“To give anything less than your best, is to sacrifice the gift”. When I first heard this quote from Steve Prefontaine I thought “wow yet another shallow quote, another old cliché like “give a hundred and ten percent or leave it all on the floor”. As the day passed I suddenly realized it was much more than a quote, it was one of life’s many values. To never settle for anything less than your best, always strive to do better in whatever it is that you do. Never sell yourself short because the minute you do a life of mediocrity sets in.
As a kid, I always remember my mom struggling to have enough money for rent, food and all the other basis necessities a mother and her child need. She used to always tell me to never give in and never settle for anything because I was capable of so much. To work hard and appreciate the things I have because I alone earned them. Whatever she did all of her heart went into it and she never complained she just did what she had to do to support us. She always felt she was capable of so much more and vowed to someday finish high school and go to collage for us to have a better shot at life. This was a very valuable lesson I learned at an early age and has helped me significantly throughout my life. Nothing comes easily in this life and it is a constant battle to overcome daily occurrences, but with determination and a strong will to succeed, it helps cope with daily life.

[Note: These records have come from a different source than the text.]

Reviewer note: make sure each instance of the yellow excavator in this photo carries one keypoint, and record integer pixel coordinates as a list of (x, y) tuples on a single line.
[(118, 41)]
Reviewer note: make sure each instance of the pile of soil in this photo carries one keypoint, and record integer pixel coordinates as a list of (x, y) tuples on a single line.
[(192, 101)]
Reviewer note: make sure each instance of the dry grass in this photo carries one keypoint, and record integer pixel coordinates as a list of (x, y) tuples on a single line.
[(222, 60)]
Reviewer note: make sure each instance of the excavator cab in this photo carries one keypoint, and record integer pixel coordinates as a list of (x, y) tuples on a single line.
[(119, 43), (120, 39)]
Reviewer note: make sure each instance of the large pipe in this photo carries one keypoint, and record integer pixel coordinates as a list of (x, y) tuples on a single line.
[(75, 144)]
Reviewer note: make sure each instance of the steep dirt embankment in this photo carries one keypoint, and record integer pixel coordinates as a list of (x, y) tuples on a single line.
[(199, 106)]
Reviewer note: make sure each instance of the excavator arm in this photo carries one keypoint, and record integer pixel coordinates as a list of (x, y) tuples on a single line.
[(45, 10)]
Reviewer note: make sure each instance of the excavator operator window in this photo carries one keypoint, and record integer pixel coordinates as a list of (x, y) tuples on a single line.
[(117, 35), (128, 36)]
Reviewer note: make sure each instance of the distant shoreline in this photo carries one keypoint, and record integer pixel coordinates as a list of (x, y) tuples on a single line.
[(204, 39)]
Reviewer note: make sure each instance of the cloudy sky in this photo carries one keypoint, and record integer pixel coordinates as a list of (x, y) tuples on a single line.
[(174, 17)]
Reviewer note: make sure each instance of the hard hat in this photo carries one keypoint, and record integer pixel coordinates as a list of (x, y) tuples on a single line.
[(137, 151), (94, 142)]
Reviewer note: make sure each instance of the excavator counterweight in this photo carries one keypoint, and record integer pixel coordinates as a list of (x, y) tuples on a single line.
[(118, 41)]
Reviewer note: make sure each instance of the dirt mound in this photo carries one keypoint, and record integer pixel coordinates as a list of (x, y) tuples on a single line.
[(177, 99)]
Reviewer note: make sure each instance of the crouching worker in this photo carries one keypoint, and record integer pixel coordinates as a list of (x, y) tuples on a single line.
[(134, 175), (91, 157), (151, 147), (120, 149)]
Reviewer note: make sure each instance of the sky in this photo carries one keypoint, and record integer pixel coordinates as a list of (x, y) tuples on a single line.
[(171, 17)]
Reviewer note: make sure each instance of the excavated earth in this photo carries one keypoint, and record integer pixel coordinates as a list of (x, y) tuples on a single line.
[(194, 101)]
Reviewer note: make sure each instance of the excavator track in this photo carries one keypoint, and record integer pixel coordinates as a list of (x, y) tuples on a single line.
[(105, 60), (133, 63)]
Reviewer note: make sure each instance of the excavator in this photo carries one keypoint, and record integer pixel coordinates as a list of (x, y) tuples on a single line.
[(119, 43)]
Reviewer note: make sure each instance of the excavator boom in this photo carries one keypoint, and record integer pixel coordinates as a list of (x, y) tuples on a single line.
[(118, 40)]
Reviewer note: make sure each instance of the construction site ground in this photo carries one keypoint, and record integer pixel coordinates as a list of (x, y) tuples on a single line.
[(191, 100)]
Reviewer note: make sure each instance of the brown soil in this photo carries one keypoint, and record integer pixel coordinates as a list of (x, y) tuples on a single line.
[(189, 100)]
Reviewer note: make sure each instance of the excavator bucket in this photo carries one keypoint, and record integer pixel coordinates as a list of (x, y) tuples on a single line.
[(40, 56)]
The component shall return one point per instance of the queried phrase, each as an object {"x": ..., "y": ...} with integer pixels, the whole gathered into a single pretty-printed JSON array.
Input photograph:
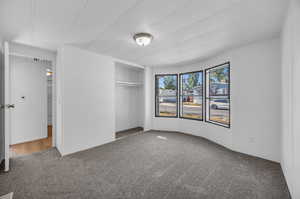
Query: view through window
[
  {"x": 166, "y": 95},
  {"x": 218, "y": 94},
  {"x": 191, "y": 95}
]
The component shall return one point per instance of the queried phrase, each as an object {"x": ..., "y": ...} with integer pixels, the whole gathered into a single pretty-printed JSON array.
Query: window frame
[
  {"x": 207, "y": 97},
  {"x": 180, "y": 95},
  {"x": 156, "y": 96}
]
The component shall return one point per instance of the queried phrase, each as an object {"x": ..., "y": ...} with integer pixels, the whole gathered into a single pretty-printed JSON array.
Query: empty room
[{"x": 154, "y": 99}]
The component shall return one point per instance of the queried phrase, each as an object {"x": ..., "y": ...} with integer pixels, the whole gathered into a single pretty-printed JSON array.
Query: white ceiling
[{"x": 183, "y": 30}]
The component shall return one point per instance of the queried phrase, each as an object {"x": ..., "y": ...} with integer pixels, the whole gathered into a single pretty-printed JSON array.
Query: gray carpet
[{"x": 158, "y": 165}]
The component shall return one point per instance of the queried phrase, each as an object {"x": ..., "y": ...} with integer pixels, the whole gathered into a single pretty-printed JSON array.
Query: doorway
[{"x": 31, "y": 95}]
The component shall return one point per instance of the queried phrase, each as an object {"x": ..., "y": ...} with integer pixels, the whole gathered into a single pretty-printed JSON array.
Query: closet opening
[{"x": 129, "y": 100}]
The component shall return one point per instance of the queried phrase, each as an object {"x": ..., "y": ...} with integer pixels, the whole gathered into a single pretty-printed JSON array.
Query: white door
[
  {"x": 29, "y": 95},
  {"x": 6, "y": 106}
]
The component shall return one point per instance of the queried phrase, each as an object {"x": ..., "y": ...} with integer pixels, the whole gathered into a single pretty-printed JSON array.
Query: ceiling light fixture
[{"x": 143, "y": 39}]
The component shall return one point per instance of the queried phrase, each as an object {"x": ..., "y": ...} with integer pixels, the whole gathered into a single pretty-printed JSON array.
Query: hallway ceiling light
[{"x": 143, "y": 39}]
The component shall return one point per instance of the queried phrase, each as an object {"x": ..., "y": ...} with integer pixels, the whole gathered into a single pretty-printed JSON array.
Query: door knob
[{"x": 10, "y": 106}]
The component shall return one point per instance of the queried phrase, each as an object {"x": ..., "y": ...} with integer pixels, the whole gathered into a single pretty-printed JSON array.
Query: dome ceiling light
[{"x": 143, "y": 39}]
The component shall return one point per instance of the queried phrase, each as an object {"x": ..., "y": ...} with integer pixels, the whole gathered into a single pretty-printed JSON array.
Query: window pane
[
  {"x": 218, "y": 94},
  {"x": 167, "y": 85},
  {"x": 219, "y": 110},
  {"x": 191, "y": 83},
  {"x": 219, "y": 81},
  {"x": 166, "y": 106},
  {"x": 191, "y": 107}
]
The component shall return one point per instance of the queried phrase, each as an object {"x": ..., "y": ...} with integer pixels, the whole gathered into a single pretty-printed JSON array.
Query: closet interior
[{"x": 129, "y": 99}]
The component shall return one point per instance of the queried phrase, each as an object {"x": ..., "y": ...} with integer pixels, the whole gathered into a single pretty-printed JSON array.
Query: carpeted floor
[{"x": 156, "y": 165}]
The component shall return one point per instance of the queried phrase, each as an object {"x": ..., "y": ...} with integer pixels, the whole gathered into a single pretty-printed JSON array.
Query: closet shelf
[{"x": 124, "y": 83}]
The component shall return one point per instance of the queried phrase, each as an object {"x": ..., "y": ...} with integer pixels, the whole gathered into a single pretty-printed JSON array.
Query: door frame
[
  {"x": 7, "y": 100},
  {"x": 7, "y": 111}
]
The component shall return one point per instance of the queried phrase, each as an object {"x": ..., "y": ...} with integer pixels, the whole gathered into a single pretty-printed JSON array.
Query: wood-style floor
[{"x": 33, "y": 146}]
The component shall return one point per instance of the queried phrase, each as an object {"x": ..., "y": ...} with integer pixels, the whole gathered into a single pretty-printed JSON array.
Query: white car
[{"x": 220, "y": 104}]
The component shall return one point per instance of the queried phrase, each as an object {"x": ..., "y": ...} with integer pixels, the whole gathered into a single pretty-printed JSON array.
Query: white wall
[
  {"x": 129, "y": 99},
  {"x": 255, "y": 101},
  {"x": 49, "y": 100},
  {"x": 290, "y": 141},
  {"x": 2, "y": 143},
  {"x": 29, "y": 117},
  {"x": 85, "y": 85}
]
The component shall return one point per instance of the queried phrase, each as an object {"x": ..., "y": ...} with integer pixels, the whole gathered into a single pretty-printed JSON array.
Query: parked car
[{"x": 220, "y": 104}]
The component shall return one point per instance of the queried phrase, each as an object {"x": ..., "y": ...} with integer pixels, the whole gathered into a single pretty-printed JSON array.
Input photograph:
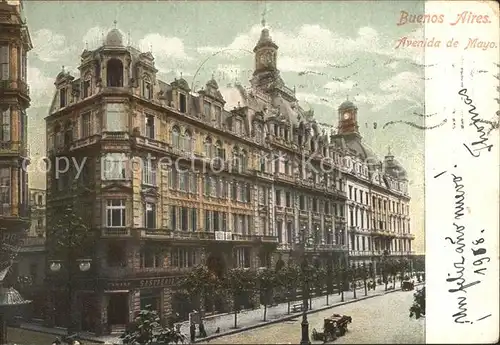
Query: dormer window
[
  {"x": 147, "y": 88},
  {"x": 87, "y": 87},
  {"x": 182, "y": 103},
  {"x": 206, "y": 109},
  {"x": 62, "y": 98},
  {"x": 115, "y": 73}
]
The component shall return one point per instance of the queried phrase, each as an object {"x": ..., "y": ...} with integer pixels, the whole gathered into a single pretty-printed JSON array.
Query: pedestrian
[
  {"x": 201, "y": 327},
  {"x": 192, "y": 330}
]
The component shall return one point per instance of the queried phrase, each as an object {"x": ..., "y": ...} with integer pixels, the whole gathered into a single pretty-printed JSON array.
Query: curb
[
  {"x": 295, "y": 315},
  {"x": 285, "y": 318}
]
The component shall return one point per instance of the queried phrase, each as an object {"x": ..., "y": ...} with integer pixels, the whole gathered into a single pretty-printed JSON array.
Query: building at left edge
[{"x": 15, "y": 43}]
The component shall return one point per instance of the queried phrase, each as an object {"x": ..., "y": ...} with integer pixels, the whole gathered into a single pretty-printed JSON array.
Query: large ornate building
[
  {"x": 378, "y": 218},
  {"x": 14, "y": 100},
  {"x": 172, "y": 178}
]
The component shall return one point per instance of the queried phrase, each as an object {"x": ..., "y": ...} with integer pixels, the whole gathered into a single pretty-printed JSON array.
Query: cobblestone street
[{"x": 379, "y": 320}]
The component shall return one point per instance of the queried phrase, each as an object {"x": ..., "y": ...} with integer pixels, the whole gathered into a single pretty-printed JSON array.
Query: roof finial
[{"x": 264, "y": 12}]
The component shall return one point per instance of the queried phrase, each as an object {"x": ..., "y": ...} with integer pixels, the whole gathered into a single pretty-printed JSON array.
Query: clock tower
[
  {"x": 266, "y": 52},
  {"x": 348, "y": 118}
]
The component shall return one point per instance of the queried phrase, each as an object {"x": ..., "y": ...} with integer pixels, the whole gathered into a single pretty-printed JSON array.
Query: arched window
[
  {"x": 114, "y": 73},
  {"x": 147, "y": 87},
  {"x": 208, "y": 147},
  {"x": 188, "y": 141},
  {"x": 176, "y": 137},
  {"x": 87, "y": 86},
  {"x": 68, "y": 132},
  {"x": 220, "y": 152},
  {"x": 59, "y": 135},
  {"x": 243, "y": 158}
]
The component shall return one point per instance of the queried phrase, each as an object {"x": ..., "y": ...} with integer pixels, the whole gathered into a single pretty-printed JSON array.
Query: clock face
[{"x": 266, "y": 58}]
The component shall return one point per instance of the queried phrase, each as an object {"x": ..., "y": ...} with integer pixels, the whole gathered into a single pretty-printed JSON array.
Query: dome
[
  {"x": 347, "y": 105},
  {"x": 212, "y": 83},
  {"x": 114, "y": 38}
]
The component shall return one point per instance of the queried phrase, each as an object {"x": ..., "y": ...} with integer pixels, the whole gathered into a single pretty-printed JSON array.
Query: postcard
[{"x": 238, "y": 172}]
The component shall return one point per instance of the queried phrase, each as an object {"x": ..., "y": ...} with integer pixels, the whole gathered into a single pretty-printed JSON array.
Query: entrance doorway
[{"x": 118, "y": 309}]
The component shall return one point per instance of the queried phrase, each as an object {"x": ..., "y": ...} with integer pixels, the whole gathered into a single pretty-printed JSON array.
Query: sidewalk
[{"x": 247, "y": 319}]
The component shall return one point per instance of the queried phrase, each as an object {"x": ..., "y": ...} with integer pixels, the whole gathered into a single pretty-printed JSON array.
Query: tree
[
  {"x": 287, "y": 278},
  {"x": 239, "y": 281},
  {"x": 364, "y": 275},
  {"x": 329, "y": 280},
  {"x": 267, "y": 279},
  {"x": 418, "y": 307},
  {"x": 69, "y": 238},
  {"x": 146, "y": 329},
  {"x": 199, "y": 283}
]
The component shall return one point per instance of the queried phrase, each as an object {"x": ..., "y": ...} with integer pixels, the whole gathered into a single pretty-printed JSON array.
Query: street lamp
[
  {"x": 83, "y": 265},
  {"x": 301, "y": 242}
]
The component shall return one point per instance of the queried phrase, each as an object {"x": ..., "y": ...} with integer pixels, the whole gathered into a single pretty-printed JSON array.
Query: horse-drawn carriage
[
  {"x": 407, "y": 285},
  {"x": 334, "y": 326}
]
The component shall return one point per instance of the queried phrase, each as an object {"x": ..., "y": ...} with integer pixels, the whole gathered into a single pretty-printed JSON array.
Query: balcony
[
  {"x": 162, "y": 234},
  {"x": 151, "y": 143},
  {"x": 264, "y": 175},
  {"x": 84, "y": 142},
  {"x": 115, "y": 232},
  {"x": 115, "y": 136},
  {"x": 13, "y": 148},
  {"x": 255, "y": 238},
  {"x": 284, "y": 177},
  {"x": 14, "y": 85}
]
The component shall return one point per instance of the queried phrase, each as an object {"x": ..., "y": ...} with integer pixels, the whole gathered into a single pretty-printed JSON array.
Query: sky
[{"x": 329, "y": 51}]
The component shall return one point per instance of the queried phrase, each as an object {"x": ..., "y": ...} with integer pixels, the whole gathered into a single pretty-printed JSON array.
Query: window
[
  {"x": 115, "y": 213},
  {"x": 218, "y": 116},
  {"x": 4, "y": 62},
  {"x": 184, "y": 257},
  {"x": 242, "y": 257},
  {"x": 288, "y": 199},
  {"x": 62, "y": 97},
  {"x": 5, "y": 190},
  {"x": 278, "y": 197},
  {"x": 182, "y": 103},
  {"x": 176, "y": 143},
  {"x": 150, "y": 126},
  {"x": 173, "y": 217},
  {"x": 208, "y": 147},
  {"x": 206, "y": 108},
  {"x": 149, "y": 172},
  {"x": 87, "y": 87},
  {"x": 150, "y": 216},
  {"x": 116, "y": 117},
  {"x": 114, "y": 166},
  {"x": 115, "y": 73},
  {"x": 147, "y": 88},
  {"x": 237, "y": 126},
  {"x": 188, "y": 141},
  {"x": 85, "y": 125},
  {"x": 5, "y": 134},
  {"x": 194, "y": 219}
]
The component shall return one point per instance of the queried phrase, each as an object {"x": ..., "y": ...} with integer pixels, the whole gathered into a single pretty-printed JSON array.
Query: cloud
[
  {"x": 338, "y": 86},
  {"x": 41, "y": 87},
  {"x": 315, "y": 46},
  {"x": 50, "y": 46}
]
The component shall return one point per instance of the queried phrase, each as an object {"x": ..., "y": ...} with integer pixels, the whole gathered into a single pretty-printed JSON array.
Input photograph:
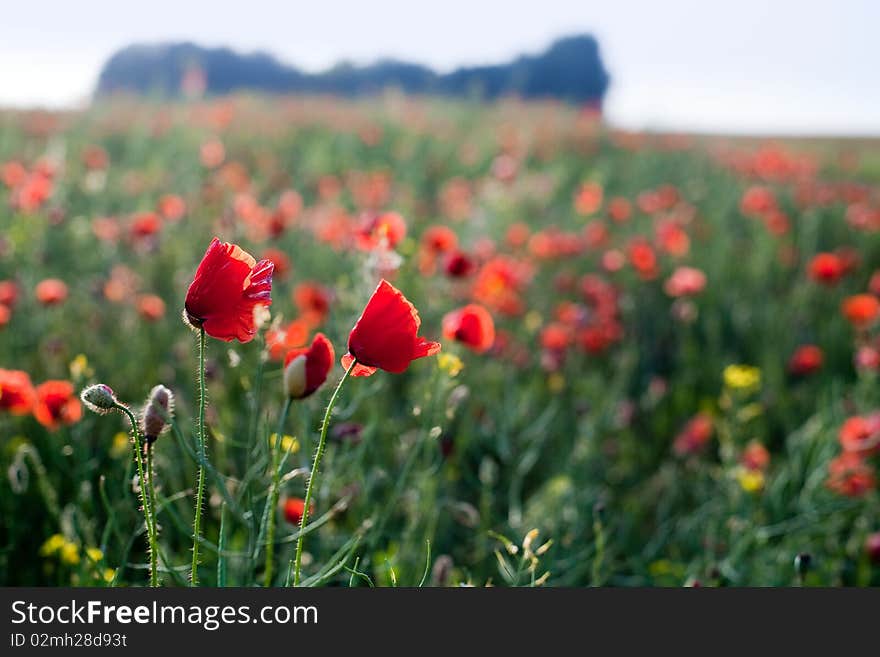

Sophomore year, I was in almost every pre AP class you could imagine, from math to biology, on top of being on two baseball teams and cross country and track. I was constantly bombarded with homework and deadlines< up late at night trying to cram last second homework in, losing lunch periods tying to catch up with the rest of the class. As the year went on I thought about dropping every single one of those classes and just settle for the easy way out. I had a serous talk with my mom and my counselor and decided to stay in the classes and use my time more wisely instead of procrastinating in the last few minuets. From that point on I decided I was not going to quit and just tough it out. I ended up finishing the year and passing every single one of those classes I had once hated. In doing so I bettered my self as a person by not giving up and giving my all those classes. I finished that year with so much confidence and so mush pride. If I had just given into the pressure and dropped the classes, it would have started the bad habit of quitting things in the face of difficult situations, and that is not the mentality I want for myself or my future kids.